Step 3: Prefer explicit CLI or engine configuration over ambient environment flags
When debugging or fixing this in source, look for where Wasmtime constructs its Config and whether the GC-related option is applied there. The real fix is usually one of these:
- Map
GC=noto the exact engine configuration that disables Wasm GC. - Document that the flag only affects proposal enablement, not host internals.
- Reject misleading behavior by surfacing a clear error when users expect host-wide GC shutdown.
Step 4: Patch the host setup if you are fixing the bug in Wasmtime itself
In the CLI or runtime setup code, ensure the environment setting is translated into the same config path used by explicit feature toggles.
let mut config = wasmtime::Config::new();
config.wasm_gc(false);
let engine = wasmtime::Engine::new(&config)?;
If the current implementation reads GC=no but does not call the equivalent of config.wasm_gc(false) for the active engine instance, the flag will not have the expected effect.
Step 5: Verify the fix with a module that truly depends on Wasm GC
# Expected to work when GC is enabled
wasmtime run gc-dependent-module.wasm
# Expected to fail or reject the module when GC is disabled
GC=no wasmtime run gc-dependent-module.wasm
A good fix should make the second command fail in a predictable way if the module requires GC-specific features.
Step 6: Update docs or release notes
If the issue is partly semantic, document the scope of GC=no precisely. A strong wording is: disables Wasm GC proposal support for module compilation and execution, but does not disable general host-side runtime memory management behavior.
Common Edge Cases
- Version mismatch: older and newer Wasmtime releases may differ in how feature flags are parsed or applied.
- Wrong test artifact: a module without GC-specific constructs may run identically whether GC is enabled or disabled, creating a false negative.
- Precompiled artifacts: if you use cached or precompiled modules, you may not be exercising the current engine configuration at all.
- Embedded Wasmtime hosts: if you are not using the CLI directly, your application may create its own
Configand ignore environment expectations entirely. - Host allocation confusion: normal Rust or runtime allocations inside the host are not proof that the Wasm GC feature is still enabled.
FAQ
Does GC=no disable all garbage collection in Wasmtime?
No. It should be treated as a feature toggle for WebAssembly GC support, not as a universal shutdown for every host-side memory management path.
Why does my module still run with GC=no?
Either the module does not actually require Wasm GC features, or your Wasmtime version does not apply that setting to the engine path you are testing.
What is the most reliable way to disable GC behavior for testing?

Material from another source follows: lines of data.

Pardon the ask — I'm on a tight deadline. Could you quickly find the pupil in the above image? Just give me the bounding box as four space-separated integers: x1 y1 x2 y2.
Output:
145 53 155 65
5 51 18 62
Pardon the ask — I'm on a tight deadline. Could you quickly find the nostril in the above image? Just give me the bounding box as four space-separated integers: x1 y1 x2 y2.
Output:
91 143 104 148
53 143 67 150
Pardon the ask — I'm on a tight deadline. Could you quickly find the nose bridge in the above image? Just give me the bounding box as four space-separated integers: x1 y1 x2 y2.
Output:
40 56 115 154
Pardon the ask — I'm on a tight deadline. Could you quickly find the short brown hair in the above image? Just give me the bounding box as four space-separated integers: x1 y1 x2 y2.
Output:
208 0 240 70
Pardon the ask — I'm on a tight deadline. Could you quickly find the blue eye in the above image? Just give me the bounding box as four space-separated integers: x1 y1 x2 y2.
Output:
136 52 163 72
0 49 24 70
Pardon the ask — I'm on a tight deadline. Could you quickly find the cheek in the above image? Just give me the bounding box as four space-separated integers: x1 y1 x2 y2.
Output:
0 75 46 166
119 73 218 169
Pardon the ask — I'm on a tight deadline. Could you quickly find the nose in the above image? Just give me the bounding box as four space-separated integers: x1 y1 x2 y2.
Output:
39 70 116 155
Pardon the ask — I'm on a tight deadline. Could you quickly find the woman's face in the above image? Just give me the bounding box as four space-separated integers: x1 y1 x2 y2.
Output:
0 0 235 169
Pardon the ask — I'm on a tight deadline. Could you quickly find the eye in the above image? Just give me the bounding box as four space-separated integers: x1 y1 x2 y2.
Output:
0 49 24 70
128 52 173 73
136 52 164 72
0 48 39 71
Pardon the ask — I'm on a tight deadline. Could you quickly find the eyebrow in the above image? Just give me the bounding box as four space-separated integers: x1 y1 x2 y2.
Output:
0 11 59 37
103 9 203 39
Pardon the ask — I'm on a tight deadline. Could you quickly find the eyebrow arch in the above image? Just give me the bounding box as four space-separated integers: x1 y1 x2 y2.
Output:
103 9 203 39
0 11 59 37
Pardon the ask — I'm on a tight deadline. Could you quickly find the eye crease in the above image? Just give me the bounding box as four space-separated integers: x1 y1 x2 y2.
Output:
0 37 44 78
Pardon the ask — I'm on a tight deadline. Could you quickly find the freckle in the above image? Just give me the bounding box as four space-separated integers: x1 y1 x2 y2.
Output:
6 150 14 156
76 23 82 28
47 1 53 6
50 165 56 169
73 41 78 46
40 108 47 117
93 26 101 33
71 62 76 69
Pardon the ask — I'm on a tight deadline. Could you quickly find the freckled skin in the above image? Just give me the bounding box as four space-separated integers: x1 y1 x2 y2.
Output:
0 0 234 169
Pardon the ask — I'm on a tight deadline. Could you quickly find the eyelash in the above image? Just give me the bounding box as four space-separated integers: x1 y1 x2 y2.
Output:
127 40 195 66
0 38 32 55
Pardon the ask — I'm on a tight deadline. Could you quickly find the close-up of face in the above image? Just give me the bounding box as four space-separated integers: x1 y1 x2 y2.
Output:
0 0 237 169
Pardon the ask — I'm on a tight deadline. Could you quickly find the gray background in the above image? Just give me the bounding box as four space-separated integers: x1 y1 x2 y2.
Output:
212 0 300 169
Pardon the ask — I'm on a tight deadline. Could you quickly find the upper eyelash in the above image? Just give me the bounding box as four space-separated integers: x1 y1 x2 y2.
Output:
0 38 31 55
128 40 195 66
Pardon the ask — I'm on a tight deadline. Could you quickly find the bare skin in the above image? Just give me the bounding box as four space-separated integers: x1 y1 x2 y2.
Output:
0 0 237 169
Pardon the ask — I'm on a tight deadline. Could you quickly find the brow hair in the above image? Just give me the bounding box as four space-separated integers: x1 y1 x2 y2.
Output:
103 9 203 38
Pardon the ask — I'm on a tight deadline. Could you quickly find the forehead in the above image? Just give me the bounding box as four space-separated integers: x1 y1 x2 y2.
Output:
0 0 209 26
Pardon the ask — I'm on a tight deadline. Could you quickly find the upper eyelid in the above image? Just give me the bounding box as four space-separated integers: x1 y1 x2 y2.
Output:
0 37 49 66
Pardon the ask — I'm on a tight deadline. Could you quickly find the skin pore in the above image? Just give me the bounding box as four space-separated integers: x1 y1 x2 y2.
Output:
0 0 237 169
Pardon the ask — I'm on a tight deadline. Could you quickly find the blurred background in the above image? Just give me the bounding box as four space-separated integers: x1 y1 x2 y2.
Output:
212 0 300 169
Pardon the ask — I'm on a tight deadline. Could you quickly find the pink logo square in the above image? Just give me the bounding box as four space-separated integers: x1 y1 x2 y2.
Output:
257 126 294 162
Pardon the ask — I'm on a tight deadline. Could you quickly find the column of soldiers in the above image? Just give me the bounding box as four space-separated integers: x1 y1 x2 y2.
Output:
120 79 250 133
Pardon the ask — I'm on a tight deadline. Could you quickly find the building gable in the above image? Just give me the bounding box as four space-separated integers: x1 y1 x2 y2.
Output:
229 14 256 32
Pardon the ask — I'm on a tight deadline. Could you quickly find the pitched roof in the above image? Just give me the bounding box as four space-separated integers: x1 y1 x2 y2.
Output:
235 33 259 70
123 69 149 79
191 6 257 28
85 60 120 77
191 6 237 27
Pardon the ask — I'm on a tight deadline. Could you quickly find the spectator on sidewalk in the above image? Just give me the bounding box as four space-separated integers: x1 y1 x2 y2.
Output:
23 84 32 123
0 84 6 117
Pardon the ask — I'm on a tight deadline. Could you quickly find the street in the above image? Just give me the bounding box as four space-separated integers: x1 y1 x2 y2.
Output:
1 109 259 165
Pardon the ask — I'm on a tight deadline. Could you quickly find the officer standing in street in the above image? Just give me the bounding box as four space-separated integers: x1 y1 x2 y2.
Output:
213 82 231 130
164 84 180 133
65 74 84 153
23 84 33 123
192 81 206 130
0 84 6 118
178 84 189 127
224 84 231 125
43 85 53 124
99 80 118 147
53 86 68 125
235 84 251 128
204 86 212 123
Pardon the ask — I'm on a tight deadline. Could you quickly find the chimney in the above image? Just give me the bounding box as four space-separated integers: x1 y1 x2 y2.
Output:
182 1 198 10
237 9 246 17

Use explicit engine configuration in code, such as config.wasm_gc(false), and test with a module that definitely depends on GC proposal features. That verifies the behavior much more reliably than an ambient environment variable alone.
The practical takeaway is simple: GC=no is easy to over-interpret. If you need deterministic behavior, enforce GC support through the Wasmtime engine configuration and validate using a known GC-dependent module.